Even if that were not the case, Mr. Kennicutt would be required to show prejudice to establish entitlement to an evidentiary hearing. To show prejudice, Mr. Kennicutt must demonstrate that “there is a reasonable probability that, but for counsel's unprofessional errors, the result of the proceeding would have been different. A reasonable probability is a probability sufficient to undermine confidence in the outcome.” Id. at 694. Mr. Kennicutt has not sustained this burden.

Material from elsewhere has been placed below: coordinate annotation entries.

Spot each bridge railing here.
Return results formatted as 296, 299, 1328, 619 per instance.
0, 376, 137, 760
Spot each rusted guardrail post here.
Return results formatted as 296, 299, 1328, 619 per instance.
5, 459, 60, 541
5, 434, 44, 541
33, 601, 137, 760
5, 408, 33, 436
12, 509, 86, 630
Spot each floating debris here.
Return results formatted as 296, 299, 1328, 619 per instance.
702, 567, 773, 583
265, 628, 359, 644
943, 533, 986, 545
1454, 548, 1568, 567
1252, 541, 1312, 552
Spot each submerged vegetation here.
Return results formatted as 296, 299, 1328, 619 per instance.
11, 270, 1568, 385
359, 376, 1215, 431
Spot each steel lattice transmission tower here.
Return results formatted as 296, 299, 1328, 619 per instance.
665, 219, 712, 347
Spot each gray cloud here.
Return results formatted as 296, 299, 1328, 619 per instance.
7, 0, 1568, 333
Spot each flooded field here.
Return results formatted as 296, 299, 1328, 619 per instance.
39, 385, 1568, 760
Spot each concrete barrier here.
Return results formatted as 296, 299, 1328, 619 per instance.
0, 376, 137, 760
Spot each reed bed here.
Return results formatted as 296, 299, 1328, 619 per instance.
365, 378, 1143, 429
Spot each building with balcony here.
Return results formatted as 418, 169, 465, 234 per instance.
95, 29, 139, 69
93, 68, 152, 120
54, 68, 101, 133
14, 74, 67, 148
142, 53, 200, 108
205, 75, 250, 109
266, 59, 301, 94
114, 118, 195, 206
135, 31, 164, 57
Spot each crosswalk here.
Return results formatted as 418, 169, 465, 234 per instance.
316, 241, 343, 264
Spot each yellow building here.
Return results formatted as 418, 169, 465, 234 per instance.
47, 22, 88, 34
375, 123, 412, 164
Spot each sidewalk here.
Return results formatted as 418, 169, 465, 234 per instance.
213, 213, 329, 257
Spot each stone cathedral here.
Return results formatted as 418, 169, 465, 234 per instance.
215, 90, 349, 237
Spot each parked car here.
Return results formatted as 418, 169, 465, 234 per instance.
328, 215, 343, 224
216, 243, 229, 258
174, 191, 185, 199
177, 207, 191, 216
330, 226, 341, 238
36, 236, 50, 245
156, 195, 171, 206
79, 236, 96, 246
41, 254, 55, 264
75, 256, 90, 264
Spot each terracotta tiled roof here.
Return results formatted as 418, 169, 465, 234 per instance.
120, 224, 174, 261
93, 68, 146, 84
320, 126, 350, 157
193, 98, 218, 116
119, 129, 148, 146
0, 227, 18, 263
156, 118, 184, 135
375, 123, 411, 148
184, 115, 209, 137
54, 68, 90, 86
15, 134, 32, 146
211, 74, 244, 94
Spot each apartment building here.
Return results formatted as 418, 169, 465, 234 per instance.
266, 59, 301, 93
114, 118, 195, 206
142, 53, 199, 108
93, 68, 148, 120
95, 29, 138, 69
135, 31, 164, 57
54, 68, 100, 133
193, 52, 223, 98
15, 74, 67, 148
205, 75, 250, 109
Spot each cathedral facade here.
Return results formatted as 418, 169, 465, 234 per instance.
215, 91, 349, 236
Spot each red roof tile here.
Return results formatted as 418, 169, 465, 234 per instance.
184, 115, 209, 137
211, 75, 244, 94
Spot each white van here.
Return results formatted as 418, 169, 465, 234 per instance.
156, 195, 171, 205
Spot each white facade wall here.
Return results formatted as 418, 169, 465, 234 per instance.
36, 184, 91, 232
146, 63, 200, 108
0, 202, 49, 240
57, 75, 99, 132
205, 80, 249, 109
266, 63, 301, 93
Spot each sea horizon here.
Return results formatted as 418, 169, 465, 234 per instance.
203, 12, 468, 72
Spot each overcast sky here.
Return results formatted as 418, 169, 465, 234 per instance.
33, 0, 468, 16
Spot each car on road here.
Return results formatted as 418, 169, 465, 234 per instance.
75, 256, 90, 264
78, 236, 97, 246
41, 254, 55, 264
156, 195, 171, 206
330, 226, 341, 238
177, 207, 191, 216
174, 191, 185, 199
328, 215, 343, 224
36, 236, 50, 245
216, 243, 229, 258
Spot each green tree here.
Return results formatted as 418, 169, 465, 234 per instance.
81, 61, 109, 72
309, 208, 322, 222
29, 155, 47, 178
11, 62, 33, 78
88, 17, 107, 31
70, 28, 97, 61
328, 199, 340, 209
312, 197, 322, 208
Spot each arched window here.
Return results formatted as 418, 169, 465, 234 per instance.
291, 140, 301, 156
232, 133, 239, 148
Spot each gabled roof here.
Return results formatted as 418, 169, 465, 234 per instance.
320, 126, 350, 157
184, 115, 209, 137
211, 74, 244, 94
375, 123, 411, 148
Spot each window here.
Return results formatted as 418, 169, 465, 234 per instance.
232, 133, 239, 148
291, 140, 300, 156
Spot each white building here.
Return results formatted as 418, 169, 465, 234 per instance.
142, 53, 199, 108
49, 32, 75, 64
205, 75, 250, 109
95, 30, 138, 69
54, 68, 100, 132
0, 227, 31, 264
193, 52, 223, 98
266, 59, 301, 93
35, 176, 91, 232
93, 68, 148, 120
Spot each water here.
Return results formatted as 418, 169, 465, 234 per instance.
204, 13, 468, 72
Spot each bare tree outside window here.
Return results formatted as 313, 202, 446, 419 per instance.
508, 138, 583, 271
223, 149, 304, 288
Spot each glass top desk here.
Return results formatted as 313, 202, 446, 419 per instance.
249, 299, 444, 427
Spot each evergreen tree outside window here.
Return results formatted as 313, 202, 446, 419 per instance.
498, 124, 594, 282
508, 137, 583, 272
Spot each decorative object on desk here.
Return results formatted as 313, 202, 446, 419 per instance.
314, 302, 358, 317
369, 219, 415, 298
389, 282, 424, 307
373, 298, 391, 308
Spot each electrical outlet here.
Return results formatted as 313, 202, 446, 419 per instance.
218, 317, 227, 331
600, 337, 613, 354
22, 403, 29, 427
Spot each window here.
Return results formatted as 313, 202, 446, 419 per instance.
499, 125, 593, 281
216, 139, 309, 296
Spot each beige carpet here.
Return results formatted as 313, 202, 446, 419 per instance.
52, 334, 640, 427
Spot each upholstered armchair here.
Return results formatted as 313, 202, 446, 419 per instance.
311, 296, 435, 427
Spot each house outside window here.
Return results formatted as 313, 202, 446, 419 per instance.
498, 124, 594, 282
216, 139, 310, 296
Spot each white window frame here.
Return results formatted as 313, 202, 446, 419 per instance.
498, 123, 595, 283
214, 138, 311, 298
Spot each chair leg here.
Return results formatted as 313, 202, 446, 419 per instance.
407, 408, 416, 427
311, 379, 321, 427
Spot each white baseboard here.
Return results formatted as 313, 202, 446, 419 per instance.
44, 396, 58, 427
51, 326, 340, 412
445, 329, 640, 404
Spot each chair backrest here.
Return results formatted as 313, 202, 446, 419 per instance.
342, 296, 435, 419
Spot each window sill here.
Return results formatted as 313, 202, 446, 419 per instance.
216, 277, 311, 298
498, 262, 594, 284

Mr. Kennicutt alleges that had plea counsel called him to testify in connection with the motion to withdraw, he would have testified that “he never touched [victim's] breast with the purpose of arousing or gratifying sexual desire.” In effect, Mr. Kennicutt's claim is that although he admitted to “sexual contact” during the guilty plea hearing, he did not admit to the specific intent required to commit first-degree child molestation. As we have already explained, however, this claim is legally foreclosed in light of our holding in Wray, 474 S.W.3d at 235.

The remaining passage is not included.